Когда радио сильнее танков
Настоящий урок холодной войны заключается в том, что возросшая эффективность информационных технологий по-прежнему ограничена внутренней и внешней политикой существующего режима. Если политика начинает меняться, можно воспользоваться новыми технологиями. Сильное правительство, обладающее волей к жизни, сделает все для того, чтобы лишить интернет способности мобилизовать массы. Поскольку интернет привязан к инфраструктуре, это не так уж трудно осуществить: правительства почти всех авторитарных государств контролируют коммуникационные сети и могут отключить их при первых же признаках общественного протеста. Китайские власти, обеспокоившись в 2009 году растущим недовольством населения Синьцзян-Уйгурского автономного округа, попросту отключили все интернет-коммуникации в этом регионе на десять месяцев. В менее угрожающей ситуации хватило бы и нескольких недель. Разумеется, информационный блэкаут может привести к значительным экономическим потерям, однако между блэкаутом и мятежом чаще выбирают первое.

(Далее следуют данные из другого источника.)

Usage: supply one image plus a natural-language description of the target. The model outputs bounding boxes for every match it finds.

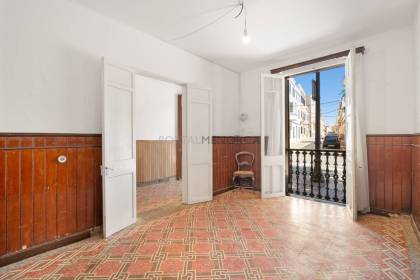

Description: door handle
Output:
[101,165,114,176]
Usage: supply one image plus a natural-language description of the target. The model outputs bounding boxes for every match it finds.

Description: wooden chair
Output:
[233,151,255,189]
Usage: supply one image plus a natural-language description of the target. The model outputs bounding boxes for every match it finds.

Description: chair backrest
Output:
[235,151,255,170]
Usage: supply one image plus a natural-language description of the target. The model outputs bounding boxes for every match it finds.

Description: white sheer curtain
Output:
[264,92,282,156]
[353,54,370,213]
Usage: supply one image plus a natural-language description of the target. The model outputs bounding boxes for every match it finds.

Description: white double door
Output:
[102,59,213,237]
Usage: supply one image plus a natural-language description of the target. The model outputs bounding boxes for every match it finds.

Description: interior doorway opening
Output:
[285,64,347,205]
[134,75,184,222]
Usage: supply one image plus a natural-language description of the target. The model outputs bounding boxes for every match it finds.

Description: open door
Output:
[183,85,213,204]
[102,59,136,237]
[261,74,286,198]
[345,49,357,220]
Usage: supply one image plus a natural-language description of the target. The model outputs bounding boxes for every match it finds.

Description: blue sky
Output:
[293,66,345,125]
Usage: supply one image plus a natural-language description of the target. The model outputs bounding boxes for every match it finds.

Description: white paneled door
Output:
[183,85,213,204]
[102,59,136,237]
[261,74,286,198]
[345,49,357,220]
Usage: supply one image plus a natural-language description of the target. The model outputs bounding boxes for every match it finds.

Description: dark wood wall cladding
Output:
[367,135,413,213]
[0,134,102,255]
[411,136,420,230]
[213,136,261,193]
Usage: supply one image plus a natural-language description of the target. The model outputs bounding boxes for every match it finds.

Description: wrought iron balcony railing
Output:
[287,149,346,204]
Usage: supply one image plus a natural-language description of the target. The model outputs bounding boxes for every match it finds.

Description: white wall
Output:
[0,0,239,135]
[134,75,182,140]
[414,3,420,133]
[240,26,418,135]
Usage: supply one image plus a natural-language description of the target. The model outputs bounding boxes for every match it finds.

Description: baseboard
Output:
[0,230,91,267]
[213,186,235,195]
[410,215,420,243]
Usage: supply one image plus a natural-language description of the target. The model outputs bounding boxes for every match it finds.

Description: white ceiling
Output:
[71,0,417,72]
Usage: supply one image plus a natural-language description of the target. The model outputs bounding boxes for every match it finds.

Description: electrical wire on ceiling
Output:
[168,0,250,44]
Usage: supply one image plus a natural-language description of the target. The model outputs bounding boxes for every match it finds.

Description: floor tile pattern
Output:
[0,190,413,279]
[137,181,182,216]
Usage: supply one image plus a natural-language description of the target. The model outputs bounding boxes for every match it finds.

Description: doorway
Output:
[134,75,183,221]
[101,58,213,237]
[285,64,347,205]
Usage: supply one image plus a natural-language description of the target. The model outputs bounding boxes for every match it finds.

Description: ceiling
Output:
[71,0,417,72]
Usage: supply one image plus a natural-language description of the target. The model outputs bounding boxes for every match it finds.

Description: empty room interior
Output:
[0,0,420,280]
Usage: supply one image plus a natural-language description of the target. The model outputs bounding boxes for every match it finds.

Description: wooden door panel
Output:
[66,148,78,234]
[0,148,7,255]
[33,149,47,244]
[6,150,21,252]
[45,149,60,240]
[21,150,34,248]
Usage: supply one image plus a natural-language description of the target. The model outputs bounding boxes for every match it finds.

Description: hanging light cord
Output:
[168,1,246,42]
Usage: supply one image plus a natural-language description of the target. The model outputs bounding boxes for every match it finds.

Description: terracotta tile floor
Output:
[0,190,419,279]
[137,181,183,222]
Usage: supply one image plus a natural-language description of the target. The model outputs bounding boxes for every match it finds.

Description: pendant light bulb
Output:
[242,27,251,45]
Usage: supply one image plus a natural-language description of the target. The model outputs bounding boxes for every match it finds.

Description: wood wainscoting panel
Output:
[136,140,177,184]
[411,136,420,230]
[367,135,412,213]
[0,134,102,262]
[213,136,261,194]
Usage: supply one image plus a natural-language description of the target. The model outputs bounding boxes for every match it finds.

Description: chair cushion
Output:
[233,170,254,178]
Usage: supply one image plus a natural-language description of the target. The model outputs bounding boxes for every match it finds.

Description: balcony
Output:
[287,149,346,205]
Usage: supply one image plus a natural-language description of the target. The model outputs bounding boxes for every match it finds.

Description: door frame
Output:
[101,58,193,220]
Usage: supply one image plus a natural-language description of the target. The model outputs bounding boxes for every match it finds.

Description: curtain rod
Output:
[270,46,365,74]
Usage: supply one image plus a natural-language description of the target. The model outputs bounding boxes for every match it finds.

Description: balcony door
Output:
[261,74,286,198]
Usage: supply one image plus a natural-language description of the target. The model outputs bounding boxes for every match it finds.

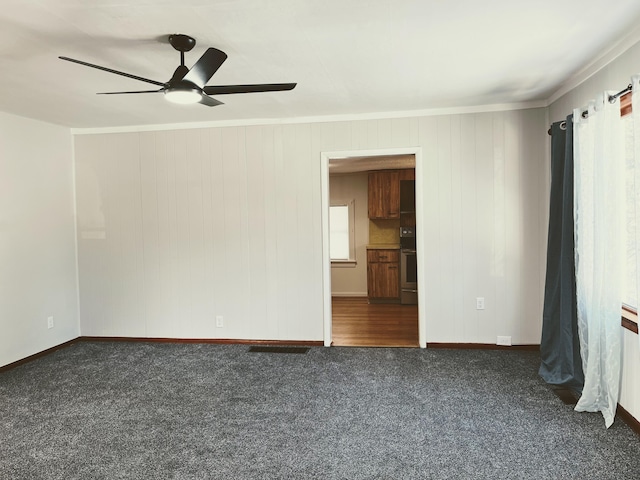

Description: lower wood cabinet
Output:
[367,249,400,301]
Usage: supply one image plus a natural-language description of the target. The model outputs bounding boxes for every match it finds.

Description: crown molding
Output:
[71,100,547,135]
[545,25,640,107]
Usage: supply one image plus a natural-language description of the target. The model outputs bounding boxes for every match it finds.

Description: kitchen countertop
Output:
[367,243,400,250]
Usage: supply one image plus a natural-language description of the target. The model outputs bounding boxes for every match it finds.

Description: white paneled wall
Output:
[0,112,80,367]
[75,109,549,344]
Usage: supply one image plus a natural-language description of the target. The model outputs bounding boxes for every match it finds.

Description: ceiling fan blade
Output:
[183,48,227,88]
[58,57,166,87]
[202,83,297,95]
[199,95,224,107]
[96,88,164,95]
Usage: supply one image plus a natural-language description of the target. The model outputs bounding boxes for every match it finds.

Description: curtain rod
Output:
[547,84,633,135]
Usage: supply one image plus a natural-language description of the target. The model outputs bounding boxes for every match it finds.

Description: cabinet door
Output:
[367,262,400,298]
[368,170,400,219]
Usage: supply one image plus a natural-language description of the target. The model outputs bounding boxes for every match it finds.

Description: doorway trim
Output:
[320,147,427,348]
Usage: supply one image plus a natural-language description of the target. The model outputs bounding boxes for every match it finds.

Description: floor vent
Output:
[553,388,578,405]
[249,345,309,354]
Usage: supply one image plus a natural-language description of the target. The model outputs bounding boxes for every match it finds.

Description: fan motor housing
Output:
[169,33,196,52]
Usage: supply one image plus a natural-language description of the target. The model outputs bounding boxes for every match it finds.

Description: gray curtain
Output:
[539,115,584,393]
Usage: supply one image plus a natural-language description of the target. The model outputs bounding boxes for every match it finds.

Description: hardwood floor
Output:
[331,297,418,347]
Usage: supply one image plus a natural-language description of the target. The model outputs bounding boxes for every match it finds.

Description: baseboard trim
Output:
[616,404,640,435]
[427,342,540,352]
[79,336,324,347]
[0,337,80,373]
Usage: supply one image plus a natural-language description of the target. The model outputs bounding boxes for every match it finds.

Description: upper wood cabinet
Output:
[369,170,400,219]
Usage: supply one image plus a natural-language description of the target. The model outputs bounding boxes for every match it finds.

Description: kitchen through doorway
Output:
[323,151,426,347]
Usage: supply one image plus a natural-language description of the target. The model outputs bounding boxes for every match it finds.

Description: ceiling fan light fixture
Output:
[164,88,202,105]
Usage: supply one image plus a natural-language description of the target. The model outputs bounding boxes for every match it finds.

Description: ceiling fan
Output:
[58,33,296,107]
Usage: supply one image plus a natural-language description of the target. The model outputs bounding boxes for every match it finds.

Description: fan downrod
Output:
[169,33,196,53]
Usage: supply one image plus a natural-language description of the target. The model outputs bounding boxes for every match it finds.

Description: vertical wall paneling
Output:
[449,115,466,341]
[501,112,525,344]
[138,129,160,336]
[259,127,281,338]
[474,114,498,343]
[490,112,511,341]
[241,127,268,338]
[457,115,479,342]
[431,117,456,342]
[416,117,440,341]
[0,112,82,367]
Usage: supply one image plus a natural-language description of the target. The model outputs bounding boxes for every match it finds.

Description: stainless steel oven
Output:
[400,227,418,305]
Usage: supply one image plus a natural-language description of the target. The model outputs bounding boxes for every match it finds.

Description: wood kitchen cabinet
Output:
[367,249,400,301]
[369,170,400,219]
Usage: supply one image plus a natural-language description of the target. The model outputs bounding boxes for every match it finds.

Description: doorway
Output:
[321,148,426,348]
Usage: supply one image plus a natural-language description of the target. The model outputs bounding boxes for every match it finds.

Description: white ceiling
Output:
[0,0,640,128]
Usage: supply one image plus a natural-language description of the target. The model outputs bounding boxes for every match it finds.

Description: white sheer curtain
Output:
[631,75,640,348]
[574,92,625,428]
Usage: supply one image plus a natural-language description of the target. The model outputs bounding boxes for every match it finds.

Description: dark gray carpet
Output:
[0,342,640,480]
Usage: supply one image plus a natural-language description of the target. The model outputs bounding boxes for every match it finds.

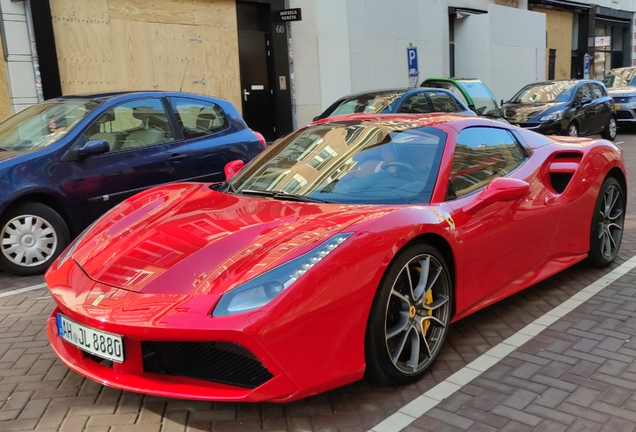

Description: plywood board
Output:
[110,19,155,90]
[204,27,241,109]
[194,0,236,28]
[53,17,117,94]
[0,33,13,121]
[50,0,108,21]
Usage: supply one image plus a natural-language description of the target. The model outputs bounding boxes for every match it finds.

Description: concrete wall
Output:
[0,0,38,115]
[534,8,574,79]
[289,0,545,126]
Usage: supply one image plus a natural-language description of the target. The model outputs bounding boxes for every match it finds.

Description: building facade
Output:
[0,0,636,134]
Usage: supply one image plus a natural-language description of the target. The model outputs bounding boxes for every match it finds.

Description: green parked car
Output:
[421,78,503,119]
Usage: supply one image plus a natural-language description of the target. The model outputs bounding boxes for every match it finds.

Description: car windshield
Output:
[0,99,101,151]
[227,120,446,204]
[603,68,636,88]
[457,80,501,117]
[510,81,577,104]
[324,92,404,117]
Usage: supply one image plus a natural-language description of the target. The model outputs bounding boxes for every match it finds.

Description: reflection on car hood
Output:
[73,184,391,294]
[502,102,562,123]
[607,87,636,97]
[0,150,24,161]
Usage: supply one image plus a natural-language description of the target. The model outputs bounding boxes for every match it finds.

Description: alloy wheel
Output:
[598,185,625,260]
[385,254,451,375]
[0,215,58,267]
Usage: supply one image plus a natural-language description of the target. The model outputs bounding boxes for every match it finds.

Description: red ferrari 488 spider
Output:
[46,114,626,402]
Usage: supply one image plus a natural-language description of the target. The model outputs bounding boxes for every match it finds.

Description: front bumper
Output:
[47,308,296,402]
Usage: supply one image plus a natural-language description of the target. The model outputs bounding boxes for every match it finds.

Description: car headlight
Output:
[539,111,563,121]
[56,219,99,269]
[212,233,353,316]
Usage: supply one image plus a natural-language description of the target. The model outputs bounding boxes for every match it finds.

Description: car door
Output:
[447,127,556,308]
[65,97,194,219]
[169,97,263,182]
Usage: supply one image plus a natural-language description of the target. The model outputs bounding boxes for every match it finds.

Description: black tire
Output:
[0,202,70,276]
[365,243,453,384]
[601,116,618,141]
[587,177,625,267]
[565,122,579,136]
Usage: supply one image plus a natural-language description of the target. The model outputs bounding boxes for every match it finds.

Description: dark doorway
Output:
[548,49,556,79]
[236,2,277,141]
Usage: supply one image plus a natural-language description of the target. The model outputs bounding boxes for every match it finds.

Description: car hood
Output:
[73,184,397,294]
[0,150,24,161]
[607,87,636,97]
[502,102,564,123]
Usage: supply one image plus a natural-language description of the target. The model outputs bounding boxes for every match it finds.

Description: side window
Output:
[575,84,592,102]
[428,92,457,112]
[447,127,526,198]
[589,84,605,99]
[85,98,174,152]
[399,93,434,113]
[170,98,230,139]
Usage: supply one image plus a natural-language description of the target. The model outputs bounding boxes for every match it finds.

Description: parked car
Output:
[0,92,265,275]
[421,78,502,119]
[46,113,626,402]
[314,88,475,121]
[502,80,617,140]
[603,67,636,126]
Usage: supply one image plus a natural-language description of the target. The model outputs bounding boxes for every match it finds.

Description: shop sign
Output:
[274,8,303,22]
[495,0,519,9]
[594,36,611,47]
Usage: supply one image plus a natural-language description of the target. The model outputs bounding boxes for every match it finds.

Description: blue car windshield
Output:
[510,81,577,104]
[227,120,446,204]
[0,99,101,151]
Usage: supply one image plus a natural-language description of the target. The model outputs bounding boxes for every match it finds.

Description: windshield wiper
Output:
[240,189,331,204]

Протестующие постоянно бросают вызов даже самым сильным авторитарным правительствам. И наивно думать, будто авторитарные правительства воздержатся от крутых мер из-за боязни быть обвиненными в жестокости, даже если каждый их шаг будет заснят на камеру. Скорее всего, они просто научатся жить с этими обвинениями. Советский Союз, не колеблясь, послал танки в Венгрию в 1956 году и в Чехословакию – в 1968. Китайцы вывели на площадь Тяньаньмэнь солдат, невзирая на существование сети факс-машин, с помощью которых оппозиционеры передавали информацию на Запад. Присутствие иностранных журналистов в Мьянме не удержало хунту от разгона марша буддийских монахов. Во время тегеранских событий 2009 года правительство, которому было известно, что у многих демонстрантов с собой мобильные телефоны, все же разместило на крышах снайперов и приказало стрелять. (Возможно, один из них убил двадцатисемилетнюю Неду Ага-Солтан. Девушка, чья смерть запечатлена на видео, стала героиней “Зеленого движения”. Одна из иранских фабрик даже выпускает ее статуэтки.) Мало оснований считать, что лидеры (по крайней мере те, кому не светит Нобелевская премия мира) воздержатся от насилия только потому, что о нем станет всем известно.
Еще важнее то, что правительства тоже могут извлекать выгоду из децентрализации информационных потоков и дезинформировать население в вопросе о том, насколько в действительности популярно протестное движение. Предположение, что децентрализация и размножение цифровой информации облегчат понимание происходящего на улицах для тех, кто смотрит на это со стороны, беспочвенно: история свидетельствует, что СМИ могут легко ввести в заблуждение. В Венгрии многие хорошо помнят безответственные заявления “Радио Свобода” накануне советского вторжения 1956 года о том, что американская военная помощь уже близка (а это было не так). В некоторых передачах рассказывали даже, как справиться с танками, и убеждали венгров сопротивляться оккупантам. Эти передачи стали причиной (по крайней мере, отчасти) гибели трех тысяч человек. Подобная дезинформация, намеренная или случайная, вбрасывается и в эпоху “Твиттера”. Примером может служить попытка распространения постановочного видео, демонстрирующего сожжение после иранских волнений портрета аятоллы Хомейни.
Не стоит считать, что децентрализация коммуникаций неизменно полезна, особенно если целью является максимально быстрое оповещение максимального количества людей. Восточногерманский диссидент Райнер Мюллер в 2009 году в интервью “Глоуб энд мэйл” рассказывал о том, что в конце 80-х годов внимание нации не было рассеяно: “Люди не смотрели двести телеканалов, десять тысяч веб-сайтов и не получали электронные письма от тысяч людей. Можно было передать что-либо западному ТВ или радио и быть уверенным, что полстраны это узнает”. Не многие оппозиционные движения могут похвастаться столь же широкой аудиторией в эпоху “Ю-Тьюба”, особенно если им приходится состязаться с кошками, умеющими обращаться со сливным бачком.